'Hostage incident should serve as challenge to PNP'
- Mike Frialde () - August 31, 2010 - 12:00am

MANILA, Philippines – The police should take last week’s deadly hostage incident as a challenge and a learning experience rather than as an embarrassment, according to a recipient of the Country’s Outstanding Policemen in Service (COPS) award.

“Let us view it as a challenge, that it should not happen again. There are positive lessons to be learned here. It is not exactly an eye-opener but it is more of a challenge for us officers,” Superintendent Leo Francisco told The STAR.

A clumsy police response was widely believed to have led to the killing of eight Hong Kong tourists who were held hostage by dismissed police officer Rolando Mendoza in a bus in Rizal Park last Aug. 23.

Francisco, who is with the Philippine National Police (PNP) Directorate for Integrated Police Operations (DIPO)-Northern Luzon, is one of the10 recipients of the 2010 COPS award for his service as head of the Regional Police Intelligence and Operations Unit of the National Capital Region Police Office (NCRPO).

Francisco said that the hostage taking incident should not cloud the PNP’s major accomplishments.

Francisco was cited for his role in paving the way for the prosecution of suspects in the Ruby Rose Barrameda murder case and in busting the Alvin Padilla carjacking ring.

Francisco credited the success of his unit to its close interaction with the community.

“The members of the community should be the policeman’s partners. The fight against crime should involve community participation,” he said.

Francisco said the value of community involvement became more apparent to him during his stint as head of the Intelligence Division of the Manila Police Department.

He said the Manila Police has made it a point to conduct regular dialogs with student groups since the city is host to the university belt.

Francisco added that information sharing at the barangay level has also proved useful in monitoring the security of the Pandacan oil depot.

“We have radio groups at the barangay level which assist the police in monitoring the security situation across the city,” he said.

“There is always a continuous exchange of information,” he added.

The COPS award, established in 2003, is a joint undertaking of the Metrobank Foundation and the Rotary Club of Manila East.

Aside from Francisco, other recipients of this year’s COPS award are Superintendent Florencio Ortilla of Davao City; Superintendent Noel Ponsaran of Davao City; Superintendent Sidney Villaflor of San Jose City, Nueva Ecija; Police Officer 3 Edilberto Euraoba III of Sibulan, Negros Oriental; Police Officer 3 Shella Mae Sangrines of Iloilo City; Police Officer 3 Zoraida Aripin of Zamboanga City; Police Officer 3 Joey Castillon of Tobias Fornier, Antique; Senior Police Officer 2 Hermie Raymundo of Lingayen, Pangasinan; and Police Officer 3 Roel Paclibar of Tacurong City, Sultan Kudarat.           

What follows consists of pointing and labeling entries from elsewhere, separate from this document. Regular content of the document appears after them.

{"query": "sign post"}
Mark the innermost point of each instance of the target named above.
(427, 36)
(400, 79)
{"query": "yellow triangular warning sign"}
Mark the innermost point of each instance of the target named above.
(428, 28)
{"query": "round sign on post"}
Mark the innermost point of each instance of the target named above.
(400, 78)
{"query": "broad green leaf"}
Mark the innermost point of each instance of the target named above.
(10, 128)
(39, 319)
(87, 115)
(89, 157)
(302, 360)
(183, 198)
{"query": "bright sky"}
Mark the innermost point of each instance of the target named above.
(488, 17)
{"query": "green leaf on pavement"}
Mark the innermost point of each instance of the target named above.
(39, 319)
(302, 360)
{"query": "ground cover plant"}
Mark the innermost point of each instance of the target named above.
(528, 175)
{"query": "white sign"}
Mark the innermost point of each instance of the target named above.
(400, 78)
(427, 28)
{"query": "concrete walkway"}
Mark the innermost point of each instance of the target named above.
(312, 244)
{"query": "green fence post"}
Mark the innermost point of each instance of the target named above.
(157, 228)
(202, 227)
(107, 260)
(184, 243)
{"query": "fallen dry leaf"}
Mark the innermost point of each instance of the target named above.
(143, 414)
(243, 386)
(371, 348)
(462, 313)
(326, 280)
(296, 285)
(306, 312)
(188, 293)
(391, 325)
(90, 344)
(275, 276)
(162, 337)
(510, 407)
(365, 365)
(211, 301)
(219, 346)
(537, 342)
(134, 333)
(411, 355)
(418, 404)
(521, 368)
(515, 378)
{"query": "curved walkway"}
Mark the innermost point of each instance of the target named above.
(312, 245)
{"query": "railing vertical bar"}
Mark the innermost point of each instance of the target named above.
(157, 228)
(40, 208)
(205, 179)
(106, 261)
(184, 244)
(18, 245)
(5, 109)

Each awardee receives a cash prize of P250,000 and a trophy.

The awardees are chosen from among some 100 nominees.

The 10 awardees have gone through a rigorous screening process involving panel interviews and documents evaluation.

Justice Secretary Leila de Lima and Supreme Court Associate Justice Mariano del Castillo co-chaired the panel of judges.

Panel members were Dr. Jose Ma. Arsenio Mariano, president of the University of Asia and the Pacific; Eusebio Tan, president of the Management Association of the Philippines; Jose Tale, chairman of the Couples for Christ; Paul Schafer, resident representative of the Hanns Seidel Foundation; and Joel Reyes Zobel, a broadcast journalist from “Super Radyo” DzBB of GMA Network.